Fonterra’s forecast, a conservative $4.25 for next season, has surprised analysts who were generally expecting a forecast payout between $4.50 and $4.80 per kilo of Milk Solids. In contrast Westland Milk Products has announced a budgeted payout of $4.55-$4.90 which includes an estimated 48 cents for value added product above the base price for skim milk powder, notes Allan Barber.
In contrast, Fonterra’s forecast includes no added value component which will be announced in July and when added to the $4.25 will comprise the total available to farmer shareholders. Therefore on balance there may not be a great deal of difference between the two companies.
However, as we saw during the course of the 2015/16 season, the price announced as a forecast before the start of the season only serves as an indicator of what farmers can expect to receive as advance payments during the season. The final payout may bear very little relationship to what was forecast at the beginning of the year in response to changing circumstances.
I imagine Fonterra has taken a once (or even several times) bitten twice shy approach to this forecast, because, while there must have been a temptation to give farmers some good news, there would have been an even greater encouragement not to overestimate what was achievable.
The credibility of chairman John Wilson and more particularly the $5 million man, chief executive Theo Spierings, has taken a serious knock from the consistent failure to predict the extent of the downturn, when every observer was picking bad news from global markets. So finally, Fonterra’s forecasting skills seem to have caught up with market reality and there appears to be no way they will risk getting ahead of the game. After all, nobody will blame them if they actually manage to lift the payout above the forecast; there will just be a collective sigh of relief.
In Fonterra’s media release, Spierings says the long term fundamentals for global dairy remain positive with demand expected to increase by two to three per cent a year due to the growing world population, increasing middle classes in Asia, urbanisation and favourable demographics. He goes on to say “China dairy consumption growth remains positive and its demand for imports has been steady over recent GlobalDairyTrade events. We expect these drivers to result in the globally traded market rebalancing. We will remain focused on securing the best possible returns for our farmers by converting their milk into high-value products for customers around the world.”

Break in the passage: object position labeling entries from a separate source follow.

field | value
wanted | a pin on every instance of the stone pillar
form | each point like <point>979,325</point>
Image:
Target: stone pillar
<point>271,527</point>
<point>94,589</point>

In contrast, Westland chief executive Rod Quin is more cautious, saying in a media release: “Prices remain under pressure as European and US dairy stock piles are now a feature of the market. Early contracts in our sales book are in line with budgeted prices, but market volatility with price movements, both up and down that can be sudden, make forecasting difficult. Based on what we see in the market today, with a forward view of global stock levels, customer demand and milk flows, we anticipate some minor increases for whole milk powder. However, we do expect pressure on skim milk and butter prices.”
However, Quin puts more flesh on the bones of Westland’s value-added strategy, stating: “The contribution to payout of our strategic move into value-add products – infant nutrition, EasiYo, retail butter and UHT milk and cream – is worth noting.” This statement is more reassuring than Spierings’ rather vague claim about Fonterra’s focus on securing the best possible returns by converting milk into high value products for the world’s consumers.
After all Fonterra’s strategy gives the strong impression it has found itself compelled to build enough drying capacity to convert milk volume into powder at a time when there are signs the world is moving when and where possible to fresh milk. It is clear Fonterra has increased its proportion of value-added production, but not yet obvious it has got the value and velocity aspects of its three Vs strategy right.